Thursday, June 21, 2018
By David Skolnick
The city today will close a West Side fire station through the end of the month and then shut down other stations every two weeks on a rotating basis to make up money the department needs to pay for overtime costs.
It’s a move that doesn’t please city council, the fire chief or the firefighters union.
The department has already spent about $81,700 of its budget of $108,000 for overtime this year and will hit the budgeted figure by mid-July, fire Chief Barry Finley said.
The issue, Finley said, is nine of the department’s 127 firefighters are off duty with injuries that occurred while on the job. That’s led to an increased need in overtime to make up the understaffing issue, he said.
The department needs about $60,000 to $65,000 to cover overtime for the rest of the year, he said.
Fire Station No. 15 on Schenley Avenue and McCollum Road will be the first to close and be shut down through June 30, Finley said.
For two weeks, starting July 1, Station No. 9 on East Midlothian Boulevard will be closed followed by No. 3 on Belle Vista Avenue for two weeks, Finley said.
The city’s eight stations will eventually all be temporarily shut down for two weeks as part of this rotation, he said.
Closing a fire station will free up at least three firefighters to work at other stations and cut down on overtime, Finley said.
“It’s a systemic problem that’s going to affect the entire city,” he said. “We’re going to do what we have to do.”
Fire Capt. Chris Weaver, secretary of the city’s firefighters union, said: “We’re not supportive of this at all. We want to keep everything open and running. We’re disappointed in city council. They’re not prioritizing public safety by not keeping all the firehouses open. You start closing firehouses in certain areas and you look at response times increasing.”
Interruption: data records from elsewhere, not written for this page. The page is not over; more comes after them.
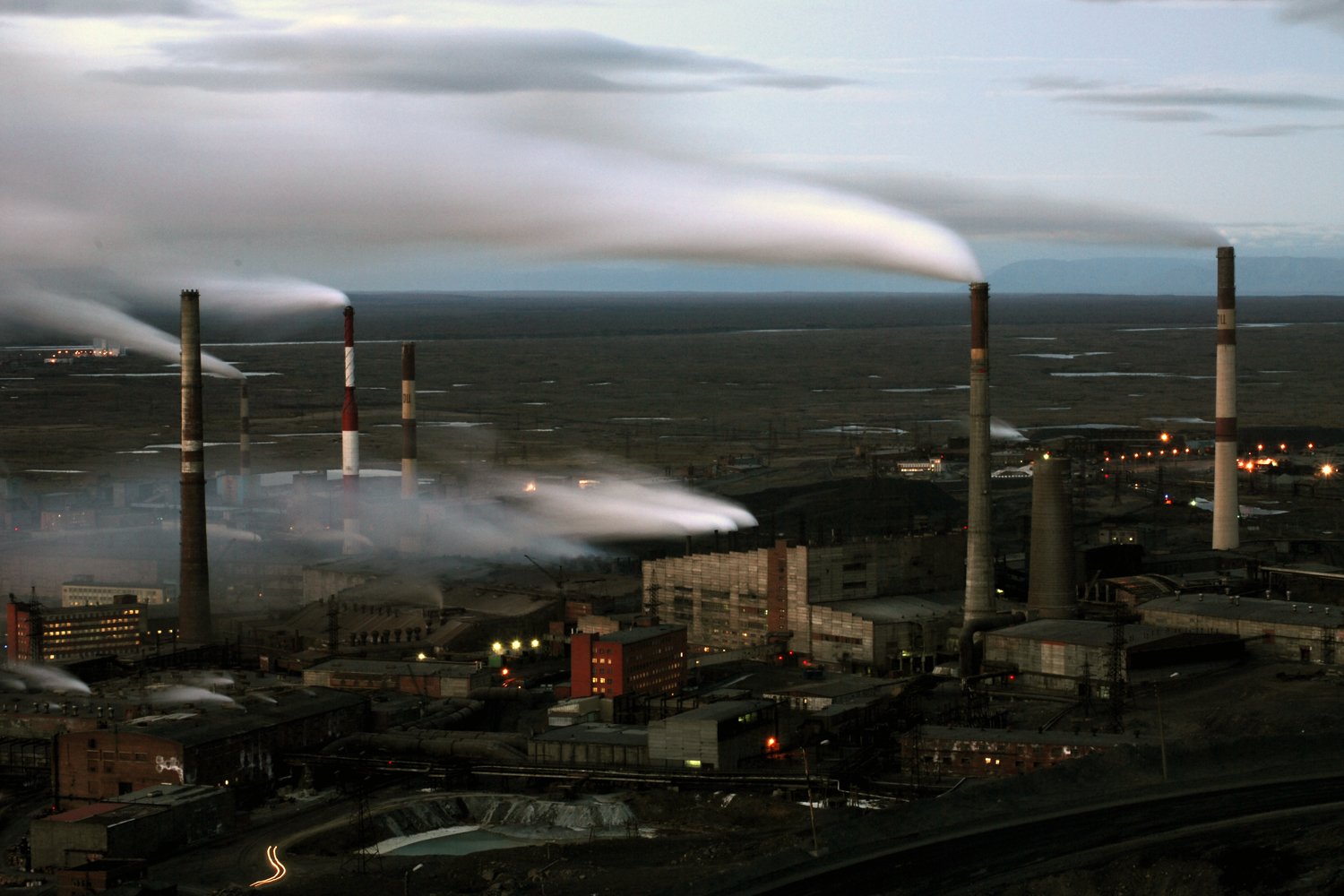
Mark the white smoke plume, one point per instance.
(177, 694)
(1004, 430)
(245, 179)
(38, 677)
(518, 514)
But Councilwoman Lauren McNally, chairwoman of the finance committee, said it’s the administration’s fault the fire department is in this situation.
“Council must be fiscally responsible and the entire administration must manage their budgets in responsible ways,” she said. “Browning out a fire station on a rotating basis is a bad solution to a problem that was avoidable in the first place. It leaves the city exposed at any given time in any given part of town. If the administration decides to brown out anything it should only be a truck thereby leaving all stations open. I do not support this decision.”
The administration initially suggested to council that the city use most of an $85,000 fund to replace the rusted frame of a fire truck to cover the overtime increase.
But council members rejected that proposal saying a longer-term solution is needed.
“I do not believe that the long-term solution to Youngstown’s financial situation is through cuts,” McNally said. “Cuts get us from today to tomorrow, but not from today to five years from now. Economic development gets us there. Attracting more businesses and diversifying our tax base is where our focus and energy needs to be. I truly hope the administration will find a better and longer-term solution than what they currently have presented to council regarding the fire department.”
The city’s general fund is budgeted this year to end with only a $12,000 surplus.
A forecast given last year by a CPA hired by the city states that if Youngstown doesn’t make significant changes to its financial situation it will face a deficit of about $16 million in its general fund by 2023.